Displacement and fear
Two Sundays ago, my congregation watched as pillars of smoke and flame spoiled the view of Pike’s Peak from our sanctuary windows. After that, our city—Colorado Springs—experienced mass evacuations that had people gathering a few possessions and heading into smoke-choked streets to hotels, shelters and other people’s homes.
In the chaotic days that followed, I sat down to prepare a sermon. I didn’t know where it would be delivered. Would we be in our own building or sharing space elsewhere? The uncertainty didn’t sit well (does it ever?). But as hospitality, prayer and concern poured into our parish from many others, I understood more deeply that the church is not a place—it is us.
The assigned readings for that week spoke to the uncertainty and fear of being displaced. The passage from the Wisdom of Solomon told me that regardless of how the fires rage, our presence together on the Sunday following our evacuation is proof that “the dominion of Hades is not on earth.” In Lamentations, we hear the source of hope in the midst of loss: “The steadfast love of the LORD never ceases, his mercies never come to an end."
As we watched the fire crest the hills bordering the northwest side of the city, our hope seemed to be at the point of death. When Jairus’s daughter was dying, Jesus told him, “Do not fear, only believe.” This is what was required of us as smoke loomed and flames roared.
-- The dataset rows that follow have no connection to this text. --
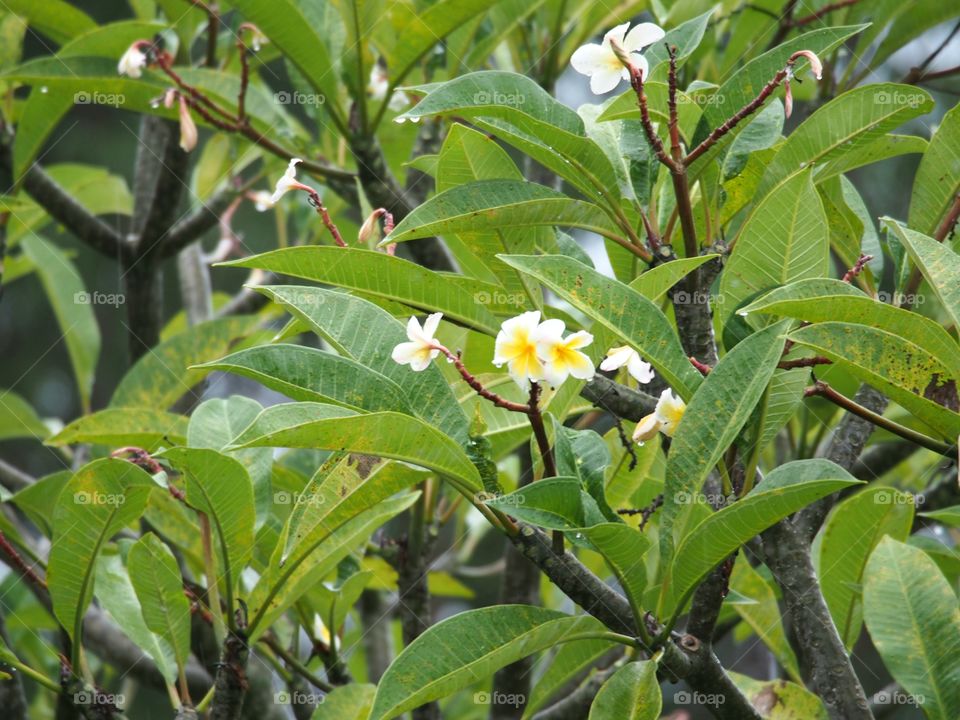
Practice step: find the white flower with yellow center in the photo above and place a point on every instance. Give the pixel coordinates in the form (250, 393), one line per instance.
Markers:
(516, 346)
(664, 418)
(133, 61)
(288, 182)
(601, 63)
(616, 358)
(421, 348)
(560, 355)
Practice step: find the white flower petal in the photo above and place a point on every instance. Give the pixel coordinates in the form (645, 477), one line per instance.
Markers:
(588, 59)
(642, 35)
(605, 79)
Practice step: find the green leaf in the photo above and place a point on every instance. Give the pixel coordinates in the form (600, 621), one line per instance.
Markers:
(156, 579)
(554, 503)
(763, 615)
(458, 651)
(58, 20)
(567, 663)
(623, 548)
(384, 276)
(215, 423)
(714, 417)
(914, 620)
(116, 595)
(906, 372)
(143, 427)
(618, 308)
(18, 419)
(361, 330)
(307, 374)
(937, 181)
(780, 699)
(939, 264)
(384, 434)
(100, 499)
(843, 128)
(352, 701)
(42, 111)
(850, 534)
(743, 85)
(162, 376)
(631, 693)
(784, 239)
(784, 491)
(278, 589)
(220, 487)
(71, 306)
(300, 30)
(947, 516)
(500, 204)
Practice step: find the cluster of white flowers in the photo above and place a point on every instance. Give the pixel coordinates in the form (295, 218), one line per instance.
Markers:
(536, 351)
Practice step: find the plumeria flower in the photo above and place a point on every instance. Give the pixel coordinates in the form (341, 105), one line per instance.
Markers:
(561, 356)
(421, 348)
(616, 358)
(288, 182)
(261, 199)
(601, 63)
(133, 61)
(378, 86)
(664, 418)
(516, 346)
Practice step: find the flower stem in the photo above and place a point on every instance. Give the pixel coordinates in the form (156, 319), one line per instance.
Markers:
(823, 390)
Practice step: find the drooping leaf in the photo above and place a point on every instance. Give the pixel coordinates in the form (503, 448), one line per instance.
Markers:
(850, 534)
(361, 330)
(914, 620)
(714, 417)
(72, 307)
(142, 427)
(497, 205)
(785, 490)
(631, 693)
(784, 239)
(937, 181)
(100, 499)
(220, 487)
(156, 579)
(385, 434)
(456, 652)
(385, 276)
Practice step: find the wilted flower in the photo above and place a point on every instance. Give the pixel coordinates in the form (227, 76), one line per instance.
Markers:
(664, 418)
(188, 128)
(133, 61)
(617, 357)
(421, 348)
(561, 356)
(602, 63)
(516, 345)
(380, 84)
(288, 182)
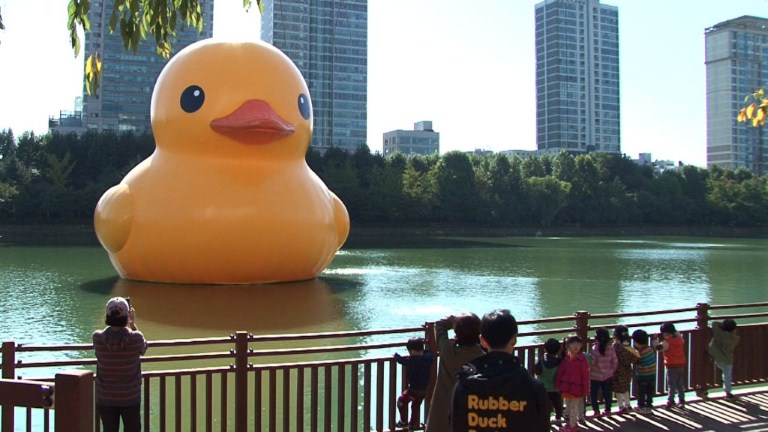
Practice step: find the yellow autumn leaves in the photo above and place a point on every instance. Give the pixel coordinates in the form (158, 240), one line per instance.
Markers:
(756, 111)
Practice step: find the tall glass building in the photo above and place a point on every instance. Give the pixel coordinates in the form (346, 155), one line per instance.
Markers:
(127, 79)
(736, 58)
(328, 41)
(577, 76)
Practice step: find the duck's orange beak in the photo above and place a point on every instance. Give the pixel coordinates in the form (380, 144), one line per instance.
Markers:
(254, 122)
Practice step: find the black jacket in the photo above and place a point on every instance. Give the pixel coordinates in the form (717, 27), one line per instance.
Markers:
(494, 393)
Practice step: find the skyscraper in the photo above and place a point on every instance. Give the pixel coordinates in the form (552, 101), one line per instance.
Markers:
(328, 41)
(577, 76)
(127, 79)
(736, 58)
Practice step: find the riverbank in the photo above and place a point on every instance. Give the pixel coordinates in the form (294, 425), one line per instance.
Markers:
(84, 235)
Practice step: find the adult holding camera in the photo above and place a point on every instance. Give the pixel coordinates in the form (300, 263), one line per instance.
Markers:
(454, 354)
(119, 348)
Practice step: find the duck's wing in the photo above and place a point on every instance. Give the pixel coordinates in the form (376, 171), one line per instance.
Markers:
(113, 217)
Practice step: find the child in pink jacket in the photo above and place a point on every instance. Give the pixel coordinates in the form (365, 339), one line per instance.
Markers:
(601, 369)
(573, 382)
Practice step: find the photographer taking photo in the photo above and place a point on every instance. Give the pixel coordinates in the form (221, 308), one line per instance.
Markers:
(119, 348)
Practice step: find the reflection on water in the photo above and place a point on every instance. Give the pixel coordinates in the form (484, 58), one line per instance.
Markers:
(191, 310)
(57, 294)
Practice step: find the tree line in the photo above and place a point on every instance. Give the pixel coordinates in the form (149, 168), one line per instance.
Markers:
(58, 178)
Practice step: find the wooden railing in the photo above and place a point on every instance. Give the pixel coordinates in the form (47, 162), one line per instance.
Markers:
(340, 381)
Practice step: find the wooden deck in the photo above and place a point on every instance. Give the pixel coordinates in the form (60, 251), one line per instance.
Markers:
(749, 412)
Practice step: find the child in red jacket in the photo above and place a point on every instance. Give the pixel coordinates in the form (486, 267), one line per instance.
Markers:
(573, 382)
(673, 347)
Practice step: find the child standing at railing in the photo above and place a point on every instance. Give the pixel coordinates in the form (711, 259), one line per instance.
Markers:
(721, 348)
(573, 382)
(601, 370)
(671, 344)
(646, 371)
(627, 356)
(417, 364)
(546, 371)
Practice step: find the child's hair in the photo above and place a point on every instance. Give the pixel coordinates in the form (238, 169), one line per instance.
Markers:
(667, 328)
(415, 344)
(729, 325)
(640, 336)
(467, 329)
(619, 331)
(571, 339)
(498, 327)
(602, 337)
(552, 346)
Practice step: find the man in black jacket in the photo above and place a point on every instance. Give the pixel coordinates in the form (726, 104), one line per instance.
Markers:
(494, 393)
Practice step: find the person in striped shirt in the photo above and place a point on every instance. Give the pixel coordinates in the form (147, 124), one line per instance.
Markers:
(119, 348)
(646, 371)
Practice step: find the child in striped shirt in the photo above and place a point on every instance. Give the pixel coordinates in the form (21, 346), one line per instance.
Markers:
(646, 371)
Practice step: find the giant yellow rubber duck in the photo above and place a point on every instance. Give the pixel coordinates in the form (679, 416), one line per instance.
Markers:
(227, 196)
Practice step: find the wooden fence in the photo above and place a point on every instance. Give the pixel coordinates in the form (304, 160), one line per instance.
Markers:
(339, 381)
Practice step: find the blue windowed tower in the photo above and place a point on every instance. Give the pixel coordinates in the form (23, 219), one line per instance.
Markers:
(736, 58)
(328, 41)
(577, 76)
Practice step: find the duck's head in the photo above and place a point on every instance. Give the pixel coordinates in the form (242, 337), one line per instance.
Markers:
(232, 99)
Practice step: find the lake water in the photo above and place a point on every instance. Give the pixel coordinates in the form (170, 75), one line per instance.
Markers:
(57, 294)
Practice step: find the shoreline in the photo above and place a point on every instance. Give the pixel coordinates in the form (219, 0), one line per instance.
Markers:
(84, 235)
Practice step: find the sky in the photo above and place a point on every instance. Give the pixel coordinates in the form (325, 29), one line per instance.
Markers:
(469, 67)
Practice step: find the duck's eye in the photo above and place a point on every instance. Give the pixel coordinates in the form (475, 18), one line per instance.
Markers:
(192, 98)
(304, 107)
On that awful Tuesday afternoon—when thousands of people fled their neighborhoods and joined the choke of traffic headed east, as fire literally spilled down the hills into their neighborhoods—I believe Jesus spoke these words to us.
I kept thinking about the famous quote from Franklin Delano Roosevelt, “The only thing we have to fear is fear itself.” He said this in 1933, in the darkest days of the Great Depression. It was a time of tremendous dislocation. For millions of Americans, prosperity had morphed into poverty over the course of just a couple years. Banks failed, savings disappeared and jobs were impossible to come by. Land that had once been verdant and productive became a dusty wasteland.
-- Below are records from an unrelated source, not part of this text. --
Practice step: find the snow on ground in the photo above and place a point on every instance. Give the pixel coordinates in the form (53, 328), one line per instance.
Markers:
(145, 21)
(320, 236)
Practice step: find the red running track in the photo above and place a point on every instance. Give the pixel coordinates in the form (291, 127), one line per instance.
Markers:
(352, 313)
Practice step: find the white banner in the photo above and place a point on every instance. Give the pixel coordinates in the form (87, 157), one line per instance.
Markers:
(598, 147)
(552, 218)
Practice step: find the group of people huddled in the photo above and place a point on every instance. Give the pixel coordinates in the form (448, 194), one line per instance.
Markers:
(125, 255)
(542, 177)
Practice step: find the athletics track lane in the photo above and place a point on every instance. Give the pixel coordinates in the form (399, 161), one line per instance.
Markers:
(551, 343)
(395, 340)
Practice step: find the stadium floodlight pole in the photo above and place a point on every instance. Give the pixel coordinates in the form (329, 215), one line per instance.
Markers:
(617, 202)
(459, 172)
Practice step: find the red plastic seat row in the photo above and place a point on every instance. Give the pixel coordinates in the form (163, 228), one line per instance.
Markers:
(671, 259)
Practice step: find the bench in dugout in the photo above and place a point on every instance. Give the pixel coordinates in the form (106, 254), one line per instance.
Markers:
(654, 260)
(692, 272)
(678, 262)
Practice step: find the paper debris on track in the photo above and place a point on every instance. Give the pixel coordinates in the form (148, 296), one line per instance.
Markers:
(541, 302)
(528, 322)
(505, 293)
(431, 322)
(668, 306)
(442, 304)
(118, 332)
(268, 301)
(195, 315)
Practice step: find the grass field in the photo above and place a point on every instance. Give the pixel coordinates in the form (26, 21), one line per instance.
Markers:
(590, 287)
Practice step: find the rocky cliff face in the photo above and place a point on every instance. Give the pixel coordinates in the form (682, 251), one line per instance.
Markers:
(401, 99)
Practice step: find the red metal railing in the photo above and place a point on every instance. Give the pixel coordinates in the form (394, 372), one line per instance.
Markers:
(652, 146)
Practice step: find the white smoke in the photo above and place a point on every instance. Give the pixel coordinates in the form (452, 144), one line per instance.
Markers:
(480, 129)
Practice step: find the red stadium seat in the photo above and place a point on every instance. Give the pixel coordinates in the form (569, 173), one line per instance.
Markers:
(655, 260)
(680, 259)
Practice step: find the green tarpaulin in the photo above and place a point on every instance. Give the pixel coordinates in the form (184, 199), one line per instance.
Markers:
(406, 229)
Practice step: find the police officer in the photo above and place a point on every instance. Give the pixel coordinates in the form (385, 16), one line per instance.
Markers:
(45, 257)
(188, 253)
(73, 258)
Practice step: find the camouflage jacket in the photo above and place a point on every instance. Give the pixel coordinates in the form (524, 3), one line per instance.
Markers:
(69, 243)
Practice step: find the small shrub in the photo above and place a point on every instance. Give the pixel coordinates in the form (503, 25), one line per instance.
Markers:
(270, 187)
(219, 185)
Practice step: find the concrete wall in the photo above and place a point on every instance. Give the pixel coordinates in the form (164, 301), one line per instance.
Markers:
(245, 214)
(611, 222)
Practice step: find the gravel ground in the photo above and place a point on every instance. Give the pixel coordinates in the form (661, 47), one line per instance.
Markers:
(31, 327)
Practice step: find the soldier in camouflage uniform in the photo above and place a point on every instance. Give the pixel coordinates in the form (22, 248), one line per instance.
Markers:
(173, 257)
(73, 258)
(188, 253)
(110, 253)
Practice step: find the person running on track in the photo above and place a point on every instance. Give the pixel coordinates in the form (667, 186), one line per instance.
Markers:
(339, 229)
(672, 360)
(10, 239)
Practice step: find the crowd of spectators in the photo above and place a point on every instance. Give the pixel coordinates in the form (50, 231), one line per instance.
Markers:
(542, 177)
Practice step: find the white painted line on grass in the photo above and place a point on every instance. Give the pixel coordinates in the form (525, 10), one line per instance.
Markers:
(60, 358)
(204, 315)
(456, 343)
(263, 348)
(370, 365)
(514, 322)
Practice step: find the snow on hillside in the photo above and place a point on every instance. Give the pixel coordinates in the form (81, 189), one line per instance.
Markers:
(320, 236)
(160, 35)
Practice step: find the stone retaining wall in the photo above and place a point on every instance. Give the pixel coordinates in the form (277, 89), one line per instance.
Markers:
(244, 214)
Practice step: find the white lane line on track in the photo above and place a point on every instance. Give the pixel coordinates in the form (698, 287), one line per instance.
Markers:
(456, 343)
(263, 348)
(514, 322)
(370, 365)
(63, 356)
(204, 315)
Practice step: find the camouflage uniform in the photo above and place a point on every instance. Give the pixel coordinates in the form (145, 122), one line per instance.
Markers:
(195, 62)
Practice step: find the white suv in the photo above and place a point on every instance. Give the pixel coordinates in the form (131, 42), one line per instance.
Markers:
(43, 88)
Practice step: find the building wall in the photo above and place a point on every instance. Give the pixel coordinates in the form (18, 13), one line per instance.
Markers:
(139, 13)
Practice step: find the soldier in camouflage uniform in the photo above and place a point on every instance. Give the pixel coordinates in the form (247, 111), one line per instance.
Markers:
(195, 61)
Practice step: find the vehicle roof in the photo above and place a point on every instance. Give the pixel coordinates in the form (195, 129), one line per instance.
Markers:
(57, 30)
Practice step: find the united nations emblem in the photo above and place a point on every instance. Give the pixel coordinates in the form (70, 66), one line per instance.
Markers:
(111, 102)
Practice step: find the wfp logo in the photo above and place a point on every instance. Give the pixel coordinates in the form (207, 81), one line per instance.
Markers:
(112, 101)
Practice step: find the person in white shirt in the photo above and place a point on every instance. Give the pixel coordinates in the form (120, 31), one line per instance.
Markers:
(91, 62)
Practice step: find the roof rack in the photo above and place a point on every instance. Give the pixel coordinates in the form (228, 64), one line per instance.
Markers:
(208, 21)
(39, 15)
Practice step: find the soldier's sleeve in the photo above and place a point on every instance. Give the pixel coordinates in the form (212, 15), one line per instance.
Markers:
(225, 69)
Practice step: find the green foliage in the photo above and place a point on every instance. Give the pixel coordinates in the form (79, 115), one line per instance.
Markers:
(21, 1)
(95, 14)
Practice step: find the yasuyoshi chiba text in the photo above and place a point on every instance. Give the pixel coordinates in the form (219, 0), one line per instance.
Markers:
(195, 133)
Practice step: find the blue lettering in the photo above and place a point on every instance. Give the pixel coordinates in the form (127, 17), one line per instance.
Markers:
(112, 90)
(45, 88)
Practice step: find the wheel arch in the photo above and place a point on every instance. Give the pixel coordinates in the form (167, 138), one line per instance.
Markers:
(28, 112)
Against this backdrop, FDR insisted that there was nothing to be afraid of except fear. But he wasn’t skirting the truth or pretending things weren’t so bad—in fact, the line came in the context of an appeal for what he called “the whole truth” spoken “frankly and boldly.” FDR was saying that in the face of disaster, hope and faith in something greater can and must prevail.
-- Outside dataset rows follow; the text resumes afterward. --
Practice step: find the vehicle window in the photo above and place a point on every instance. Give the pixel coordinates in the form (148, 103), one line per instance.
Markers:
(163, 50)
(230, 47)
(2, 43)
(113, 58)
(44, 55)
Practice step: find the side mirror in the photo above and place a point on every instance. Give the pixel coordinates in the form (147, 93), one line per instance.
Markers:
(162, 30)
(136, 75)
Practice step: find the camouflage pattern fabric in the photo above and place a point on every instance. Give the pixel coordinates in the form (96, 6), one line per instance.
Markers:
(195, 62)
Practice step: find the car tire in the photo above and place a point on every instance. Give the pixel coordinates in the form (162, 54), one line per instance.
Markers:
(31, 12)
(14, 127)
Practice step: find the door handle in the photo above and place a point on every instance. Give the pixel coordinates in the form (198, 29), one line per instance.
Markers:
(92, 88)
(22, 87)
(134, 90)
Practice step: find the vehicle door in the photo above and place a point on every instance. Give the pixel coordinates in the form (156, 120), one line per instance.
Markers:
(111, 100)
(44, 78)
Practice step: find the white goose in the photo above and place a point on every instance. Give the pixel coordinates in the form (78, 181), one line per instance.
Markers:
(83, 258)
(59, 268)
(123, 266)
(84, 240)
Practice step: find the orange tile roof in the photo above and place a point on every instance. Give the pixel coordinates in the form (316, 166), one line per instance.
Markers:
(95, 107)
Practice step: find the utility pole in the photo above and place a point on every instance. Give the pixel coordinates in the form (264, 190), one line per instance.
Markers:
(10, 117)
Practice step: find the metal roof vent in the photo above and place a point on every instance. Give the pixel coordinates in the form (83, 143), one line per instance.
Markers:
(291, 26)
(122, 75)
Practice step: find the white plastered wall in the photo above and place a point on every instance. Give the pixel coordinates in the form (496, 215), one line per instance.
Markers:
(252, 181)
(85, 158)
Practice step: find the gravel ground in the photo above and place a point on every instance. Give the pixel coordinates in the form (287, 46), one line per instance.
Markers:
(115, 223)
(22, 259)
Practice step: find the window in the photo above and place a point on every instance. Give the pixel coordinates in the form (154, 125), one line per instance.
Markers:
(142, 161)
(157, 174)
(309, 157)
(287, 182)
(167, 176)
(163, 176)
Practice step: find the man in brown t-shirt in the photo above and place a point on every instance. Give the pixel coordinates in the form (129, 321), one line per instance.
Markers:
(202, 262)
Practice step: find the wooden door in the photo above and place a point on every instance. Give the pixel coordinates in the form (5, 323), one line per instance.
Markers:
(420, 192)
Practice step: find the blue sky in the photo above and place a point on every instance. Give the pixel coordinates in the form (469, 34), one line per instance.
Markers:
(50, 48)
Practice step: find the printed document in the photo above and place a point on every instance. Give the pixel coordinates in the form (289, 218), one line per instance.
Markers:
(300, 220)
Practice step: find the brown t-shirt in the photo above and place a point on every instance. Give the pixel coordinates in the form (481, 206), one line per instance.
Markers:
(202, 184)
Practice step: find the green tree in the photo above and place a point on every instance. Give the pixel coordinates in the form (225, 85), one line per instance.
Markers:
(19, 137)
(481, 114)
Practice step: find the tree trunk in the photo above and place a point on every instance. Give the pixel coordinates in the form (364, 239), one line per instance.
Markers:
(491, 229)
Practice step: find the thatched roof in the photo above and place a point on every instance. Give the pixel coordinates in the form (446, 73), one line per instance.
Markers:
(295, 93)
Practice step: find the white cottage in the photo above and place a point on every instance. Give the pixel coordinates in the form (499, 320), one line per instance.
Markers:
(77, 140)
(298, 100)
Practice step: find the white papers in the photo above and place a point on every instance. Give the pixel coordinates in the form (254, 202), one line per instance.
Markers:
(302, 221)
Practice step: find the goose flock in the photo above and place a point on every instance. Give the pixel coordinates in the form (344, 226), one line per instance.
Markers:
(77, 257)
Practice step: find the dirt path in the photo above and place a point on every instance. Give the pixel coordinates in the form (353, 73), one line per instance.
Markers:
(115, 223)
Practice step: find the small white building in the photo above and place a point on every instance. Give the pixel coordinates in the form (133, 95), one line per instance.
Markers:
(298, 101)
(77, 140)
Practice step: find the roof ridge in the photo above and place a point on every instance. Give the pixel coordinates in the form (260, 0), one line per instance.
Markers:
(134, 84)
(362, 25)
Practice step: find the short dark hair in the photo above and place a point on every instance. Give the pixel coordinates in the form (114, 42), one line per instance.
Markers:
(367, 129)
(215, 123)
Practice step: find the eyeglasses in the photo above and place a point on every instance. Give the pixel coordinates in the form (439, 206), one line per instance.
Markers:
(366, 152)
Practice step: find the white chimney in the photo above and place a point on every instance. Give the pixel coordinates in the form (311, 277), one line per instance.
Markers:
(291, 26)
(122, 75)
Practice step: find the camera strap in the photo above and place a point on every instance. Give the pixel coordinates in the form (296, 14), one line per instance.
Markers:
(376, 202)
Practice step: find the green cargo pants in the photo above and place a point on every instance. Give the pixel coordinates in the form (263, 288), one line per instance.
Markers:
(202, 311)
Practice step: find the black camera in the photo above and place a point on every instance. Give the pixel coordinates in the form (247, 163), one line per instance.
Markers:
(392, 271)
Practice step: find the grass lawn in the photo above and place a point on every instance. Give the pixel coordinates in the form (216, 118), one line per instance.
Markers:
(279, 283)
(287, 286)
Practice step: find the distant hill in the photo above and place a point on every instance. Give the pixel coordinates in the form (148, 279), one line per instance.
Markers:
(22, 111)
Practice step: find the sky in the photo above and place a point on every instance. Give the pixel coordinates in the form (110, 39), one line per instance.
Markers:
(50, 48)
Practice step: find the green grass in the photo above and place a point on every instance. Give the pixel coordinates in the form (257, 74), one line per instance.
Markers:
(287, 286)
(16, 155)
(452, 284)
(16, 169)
For Christians, this something greater is embodied in one another. Our community has suffered great economic loss, and we have gone through a terrible time of uncertainty and worry. The rebuilding will be long and difficult, but I believe it will help us to know, more than ever, who we are. We are the people of God, created in God’s own image, and for that reason we love and care for one another.
The Wisdom of Solomon tells us that righteousness is immortal. Fires will rage, houses will be destroyed and people will even perish, yet “God created us for incorruption, and made us in the image of his own eternity.” We are created in the image of a God who always makes room for us when the houses of our creation fail us. There is nothing to fear.